SXSW has a great softball tournament the Sunday after the festival ends. I played for the Media team for several years. One of my teammates picked me up that morning to drive to the softball field complex outside of Austin. Alexandra was with him in the car.
She was funny and brash, as she has shown throughout her career as a filmmaker. Pelosi in the House is her career peak, at least to this point. It's a great film that connects her family and inner workings of democracy in Congress.
Alexandra shot some footage that day in Texas. I'm not sure if it was the year we won the championship, but I've never seen that or ever ran into her again.
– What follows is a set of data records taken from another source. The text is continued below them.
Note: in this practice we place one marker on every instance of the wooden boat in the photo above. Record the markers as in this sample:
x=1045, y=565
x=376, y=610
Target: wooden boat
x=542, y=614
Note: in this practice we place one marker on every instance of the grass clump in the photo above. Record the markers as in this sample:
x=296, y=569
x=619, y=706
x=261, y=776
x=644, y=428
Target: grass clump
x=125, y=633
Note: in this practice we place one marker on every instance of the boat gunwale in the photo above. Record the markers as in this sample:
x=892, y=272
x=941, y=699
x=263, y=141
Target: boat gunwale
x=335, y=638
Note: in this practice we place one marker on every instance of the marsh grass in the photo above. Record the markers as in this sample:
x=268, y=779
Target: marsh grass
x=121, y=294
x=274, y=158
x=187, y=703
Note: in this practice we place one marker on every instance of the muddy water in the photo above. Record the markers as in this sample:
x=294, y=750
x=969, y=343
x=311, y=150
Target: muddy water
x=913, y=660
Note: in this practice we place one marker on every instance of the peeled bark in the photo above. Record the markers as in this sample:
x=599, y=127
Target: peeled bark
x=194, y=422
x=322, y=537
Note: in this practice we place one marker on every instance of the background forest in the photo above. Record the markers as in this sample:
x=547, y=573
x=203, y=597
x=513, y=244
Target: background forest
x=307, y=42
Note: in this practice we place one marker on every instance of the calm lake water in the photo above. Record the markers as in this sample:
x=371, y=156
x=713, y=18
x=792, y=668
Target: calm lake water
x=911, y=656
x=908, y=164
But I have followed her career, which includes such docs as Journeys with George and Fall to Grace.
Pelosi's film climaxes with the Jan. 6, 2021 insurrection, during which protesters called for her mother's death and looted her office. "I feel sick what [Trump] did to the Capitol and country today," Nancy said then. "All at the instigation of the President of the United States."
The Congress person is seen constantly on the phone and walking speedily past a gauntlet of reporters, usually answering with terse comments. She's a devout Catholic and granddmother (Alexandra's two boys play supportng roles). As an up-and-coming representative of San Francisco, she mentions wearing her hair long and sporting purple clothes like the hippies.
But Pelosi was no hippie. Raised in a political family (her father and brother were mayors of Baltimore), she would eventually become the two-time Speaker of the House and hence the most powerful women in America. Alexandra's portrait is spot on.